|Bob in June, 2011|
He was skiing with a friend on Lolo Pass when his heart rate jumped and pain in his chest traveled down both arms. In those moments on the mountain, Bob first seriously realized he might not be Superman anymore - something had cut off his cape. He returned to the car, took aspirin as a precaution, and when everything went away, chalked it up to indigestion. All was good until six months later when his heart began to race again. This time they had finished skiing, and Bob was driving down from the Pass. They switched drivers, and that time too, it went away.

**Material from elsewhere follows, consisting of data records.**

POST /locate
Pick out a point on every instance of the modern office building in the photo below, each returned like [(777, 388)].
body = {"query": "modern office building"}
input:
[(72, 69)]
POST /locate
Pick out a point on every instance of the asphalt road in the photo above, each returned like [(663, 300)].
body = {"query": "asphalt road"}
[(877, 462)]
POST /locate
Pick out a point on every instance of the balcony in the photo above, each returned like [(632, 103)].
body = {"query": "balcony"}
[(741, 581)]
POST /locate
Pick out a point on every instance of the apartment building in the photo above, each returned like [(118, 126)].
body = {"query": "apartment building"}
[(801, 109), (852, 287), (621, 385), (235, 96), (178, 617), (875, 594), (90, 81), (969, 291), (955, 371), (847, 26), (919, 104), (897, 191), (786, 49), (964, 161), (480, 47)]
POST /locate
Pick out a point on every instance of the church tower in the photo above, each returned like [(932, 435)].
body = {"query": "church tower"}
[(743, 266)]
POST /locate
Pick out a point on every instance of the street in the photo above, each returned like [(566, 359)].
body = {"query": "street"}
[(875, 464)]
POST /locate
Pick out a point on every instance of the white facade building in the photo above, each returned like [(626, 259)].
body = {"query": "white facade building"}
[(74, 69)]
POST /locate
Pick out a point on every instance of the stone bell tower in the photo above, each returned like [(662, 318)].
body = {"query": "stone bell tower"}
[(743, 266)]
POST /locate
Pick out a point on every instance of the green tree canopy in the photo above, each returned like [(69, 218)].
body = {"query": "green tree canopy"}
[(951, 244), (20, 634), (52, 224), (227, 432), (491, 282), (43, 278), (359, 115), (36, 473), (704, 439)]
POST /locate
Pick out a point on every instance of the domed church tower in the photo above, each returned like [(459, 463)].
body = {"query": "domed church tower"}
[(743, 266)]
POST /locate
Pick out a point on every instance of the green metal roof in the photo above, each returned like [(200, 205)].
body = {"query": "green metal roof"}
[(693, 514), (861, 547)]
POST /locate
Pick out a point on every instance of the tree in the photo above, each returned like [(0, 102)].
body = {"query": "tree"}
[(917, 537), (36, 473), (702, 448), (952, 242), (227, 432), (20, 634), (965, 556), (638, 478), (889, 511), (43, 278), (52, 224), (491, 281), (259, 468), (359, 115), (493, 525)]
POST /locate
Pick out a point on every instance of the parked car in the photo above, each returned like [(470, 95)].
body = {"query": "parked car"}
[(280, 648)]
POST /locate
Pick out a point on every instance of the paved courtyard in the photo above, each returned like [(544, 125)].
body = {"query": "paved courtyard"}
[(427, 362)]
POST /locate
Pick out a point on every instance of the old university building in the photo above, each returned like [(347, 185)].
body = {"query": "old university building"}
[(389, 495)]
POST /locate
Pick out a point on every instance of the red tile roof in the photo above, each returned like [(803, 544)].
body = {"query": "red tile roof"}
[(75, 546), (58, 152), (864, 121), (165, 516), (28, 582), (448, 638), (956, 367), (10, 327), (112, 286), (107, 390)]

|Bob skiing again, the first winter after surgery|
Bob hadn't been in a hospital since he was born, and rarely had reason to see a doctor. As he stepped through the hospital door that day, that began to change. Ultimately he would seek several opinions, trying to understand what was happening in his chest. A whole battery of tests were performed. His heart murmur was brought up again, and he learned he had been born with a bicuspid aortic valve. The rapid heart beat episodes were given a name - "supraventricular tachycardia". With the tests and opinions, there were different solutions offered - an ablation for the rapid heart beat, surgery to bypass a blocked artery in his heart and replace his bicuspid aortic valve.
He kept researching his options, but life was difficult. Not knowing when his heart might begin to race, and the terrifying feeling when it did, made him very uneasy. When he visited his daughter in California, he would ask how far it was to the nearest ER. He began to feel like an emotional wreck.

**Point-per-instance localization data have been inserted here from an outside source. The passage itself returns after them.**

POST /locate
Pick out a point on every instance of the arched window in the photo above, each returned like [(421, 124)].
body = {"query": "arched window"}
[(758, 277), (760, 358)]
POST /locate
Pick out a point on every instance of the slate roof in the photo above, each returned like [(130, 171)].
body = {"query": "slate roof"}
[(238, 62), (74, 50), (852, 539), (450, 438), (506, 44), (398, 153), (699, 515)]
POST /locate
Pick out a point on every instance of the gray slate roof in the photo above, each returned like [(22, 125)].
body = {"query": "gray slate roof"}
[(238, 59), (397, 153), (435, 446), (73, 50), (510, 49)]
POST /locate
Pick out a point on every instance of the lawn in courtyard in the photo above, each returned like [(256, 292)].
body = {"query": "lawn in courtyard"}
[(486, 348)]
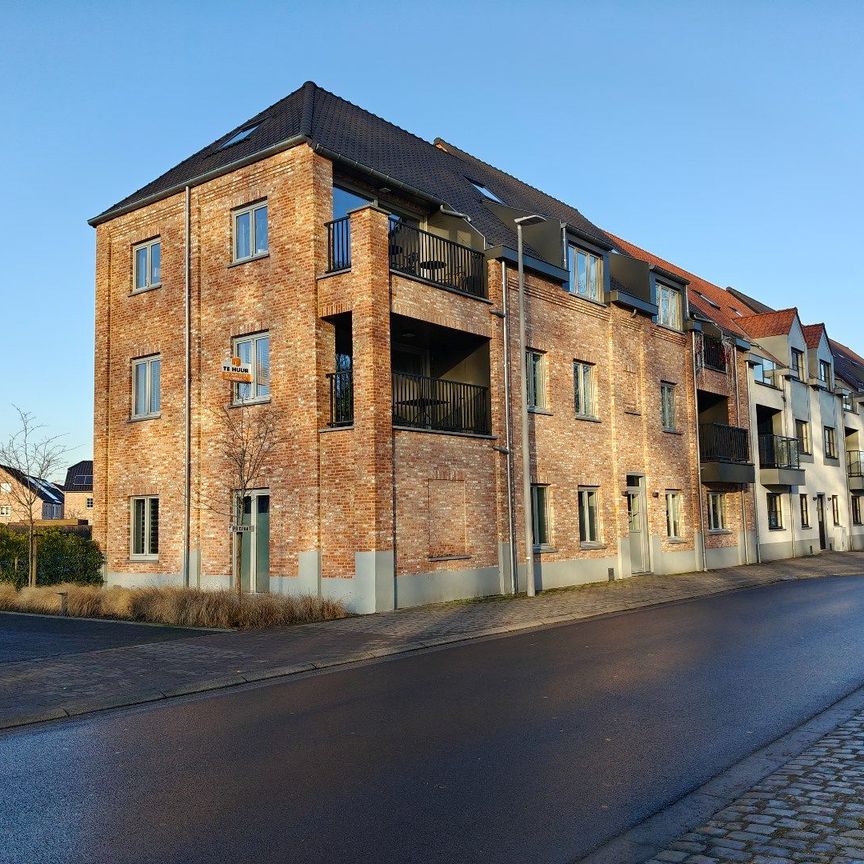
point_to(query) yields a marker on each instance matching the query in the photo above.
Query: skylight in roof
(237, 137)
(486, 193)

In early 2010, he was desperately searching for answers and mentioned his BAV to a lifelong classmate and friend whose brother happened to be born with BAV - who pointed him to the Bicuspid Aortic Foundation. In March 2010, when Bob visited his daughter in southern California, he brought his test records and images with him, and a CT scan and office visit were arranged with Dr. Sharo Raissi. There it was confirmed that Bob did indeed have a BAV, but something else was explained that Bob had not been told despite multiple opinions. Bob's ascending aorta was bulging - he had an aneurysm in his chest. Fortunately, unlike many of those with BAV, Bob has low blood pressure, a good thing when there is weak aortic tissue.
It was explained to Bob that in one surgery, three things would be addressed: his bicuspid aortic valve, his aneurysm, and his rapid heart beat. His BAV would be replaced with a bovine tissue valve, his ascending aorta would be replaced with Dacron under total circulatory arrest, and his rapid heart beat would be corrected with a Maze procedure. It was confirmed by both a cardiologist as well as the surgeon that there was nothing of concern in the arteries of his heart - no bypass was needed.
|Back on his bike, September 2010|
The Fear is Gone
Bob had surgery in May 2010, and recovered at his daughter's home. Returning to Montana, he spent the summer in cardiac rehab, while gradually increasing his activity. He learned to listen to his body, to pace himself as it healed. He was especially happy to hear how well his heart looked electrically. The rehab staff raved about the perfect tracings on his EKG. No more fast heart beats! By September and his birthday, he was biking again, but not yet ready for strenuous paddling down the Missouri. But he had a goal to aim for - seeing the White Cliffs in 2011!
|Bob's first winter after surgery|
By the time there was snow in the mountains, Bob was back to cross country skiing! In his first winter after surgery, he totaled 296.4 miles on skis, travelling between 4 and 12 miles in a trip.
Information Made All the Difference
Today, Bob credits the information he received from the Bicuspid Aortic Foundation as the first step in finding the solution he needed. He did need: replacement of his calcified BAV, removal of his ascending aneurysm, treatment for his tachycardia. He did not need bypass surgery (or stenting) of his coronary artery.
|Bob fishing in 2011|
The View from Here . . .
Perhaps if Bob had died suddenly on that mountain, in the absence of an autopsy it would have been ruled a heart attack. It would have been a great tragedy for us, because Bob is very close, like a brother, to our family. The classmate that pointed him to the Foundation is my husband's brother. It would have been crushingly devastating if I had learned too late that Bob had a heart murmur due to a BAV, but had never been screened for an aneurysm. I would have wondered if his aorta dissected or ruptured, and if his calcified BAV contributed to his sudden death. Today, we are all very grateful that is not our fate. Tragically, it continues to be the fate of too many with BAV and other forms of thoracic aortic disease.
The Montana skies were never more beautiful, the cliffs more enchanting, than when Bob floated down the Missouri this September, past the beauty described by Lewis and Clark so long ago.